Bu ilkeler doğrultusunda somut olaya bakıldığında, olayın sigorta poliçesinin yürürlükte olduğu sırada meydana
geldiği konusunda uyuşmazlık bulunmamaktadır. Davacı vekili, davalı sigortalının aracının çalındığını ihbar etmesi nedeniyle araç bedelinin sigortalıya ödendiğini, daha sonra aracın çalınmadığının, alkollü sürücü yönetiminde iken 17.11.2007 tarihinde trafik polislerince yapılan kontrolde yakalanarak otoparka çekildiğinin bağlandığının tespit edildiğini belirterek, davalı sigortalıya ödenen araç bedeli ile aracın nakli için yapılan masrafların tahsili istemiyle bu davayı açmış, ıslâh dilekçesinde ise, araç, davacı sigortacı tarafından 3. kişiye satıldığından, satış bedeli mahsup edilerek bakiye kısım davalıdan talep edilmiştir.
Davalıya ait araç sürücüsü… 19.11.2007 tarihli oto hırsızlığı müracaat tutanağında, aracı 18.11.2007 günü saat 12.00 sularında … … Mah.
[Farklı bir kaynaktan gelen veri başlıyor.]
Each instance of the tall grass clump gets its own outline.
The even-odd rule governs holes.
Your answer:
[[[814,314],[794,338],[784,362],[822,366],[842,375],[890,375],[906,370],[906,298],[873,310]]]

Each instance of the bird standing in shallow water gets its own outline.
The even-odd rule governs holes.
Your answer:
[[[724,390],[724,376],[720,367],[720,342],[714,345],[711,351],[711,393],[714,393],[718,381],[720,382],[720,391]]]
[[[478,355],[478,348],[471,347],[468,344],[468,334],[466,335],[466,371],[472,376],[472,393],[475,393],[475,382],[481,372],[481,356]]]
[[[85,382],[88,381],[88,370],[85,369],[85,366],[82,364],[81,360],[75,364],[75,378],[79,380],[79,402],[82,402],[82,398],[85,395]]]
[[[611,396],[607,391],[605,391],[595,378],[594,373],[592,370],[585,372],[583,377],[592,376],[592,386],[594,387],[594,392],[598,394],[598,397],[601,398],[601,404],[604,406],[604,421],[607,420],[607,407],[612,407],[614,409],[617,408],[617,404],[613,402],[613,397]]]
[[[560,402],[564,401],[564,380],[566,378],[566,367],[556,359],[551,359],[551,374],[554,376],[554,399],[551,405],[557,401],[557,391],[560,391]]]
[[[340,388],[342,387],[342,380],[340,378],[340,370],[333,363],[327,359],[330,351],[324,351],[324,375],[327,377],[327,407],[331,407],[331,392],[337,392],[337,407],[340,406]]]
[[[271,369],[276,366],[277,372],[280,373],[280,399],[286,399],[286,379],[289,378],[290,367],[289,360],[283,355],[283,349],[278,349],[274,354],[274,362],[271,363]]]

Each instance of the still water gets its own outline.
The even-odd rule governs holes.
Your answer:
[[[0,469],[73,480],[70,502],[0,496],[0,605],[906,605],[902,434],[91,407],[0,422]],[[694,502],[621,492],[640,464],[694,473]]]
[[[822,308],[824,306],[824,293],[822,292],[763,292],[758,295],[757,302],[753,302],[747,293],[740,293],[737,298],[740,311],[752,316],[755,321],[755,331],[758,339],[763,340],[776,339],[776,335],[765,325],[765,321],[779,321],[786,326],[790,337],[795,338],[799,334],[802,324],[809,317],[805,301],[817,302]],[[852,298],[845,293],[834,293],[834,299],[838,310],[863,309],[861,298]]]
Salı … Sokağı’na park ettiğini, 19.11.2007 günü saat 20.00 sularında park ettiği yere geldiğinde bulamadığını ve kimliği belirsiz kişilerce çalındığını bildirmiştir.
Dosyada mevcut 17.11.2007 tarihli oto bağlama belgesinde, açık kimliği bilinmeyen sürücü… hakkında alkollü araç kullanmaktan işlem yapıldığı, ehliyeti ve ruhsatı getirinceye kadar aracın verilemeyeceği belirtilmiş, mahkemede dinlenen tutanak tanığı sürücünün alkollü olduğunu tespit edip, şahsın üzerinden ehliyet ve kimlik çıkmayınca aracı otoparka teslim ettiklerini, sürücüyü ehliyet ve ruhsatı getirmesi için evine gönderdiklerini, ancak şahsın bir daha gelmediğini beyan etmiştir.
Bu durumda, aracın çalınmadığı, polis tarafından bağlandığı anlaşılmakta olup, davacının yaptığı ödemeyi ve masrafları davalı sigortalısından istirdat hakkının bulunduğunun kabulü gerekir.
O halde, davacı vekilinin karar düzeltme itirazlarının kabulü ile, usul ve yasaya uygun bulunan yerel mahkeme kararının onanması gerekmiştir.
SONUÇ: Yukarıda açıklanan nedenlerle, davacı vekilinin karar düzeltme itirazlarının kabulü ile, Daire’nin 25.03.2010 gün 2009/8412 Esas ve 2010/2674 Karar sayılı ilâmı ortadan kaldırılarak, yerel mahkeme kararının ONANMASINA ve aşağıda dökümü yazılı 746,00 TL kalan harcın temyiz eden davalıdan
alınmasına, tashihi karar peşin harcının istek halinde temyiz eden davacıya geri verilmesine 21.2.2011 gününde oybirliğiyle karar verildi.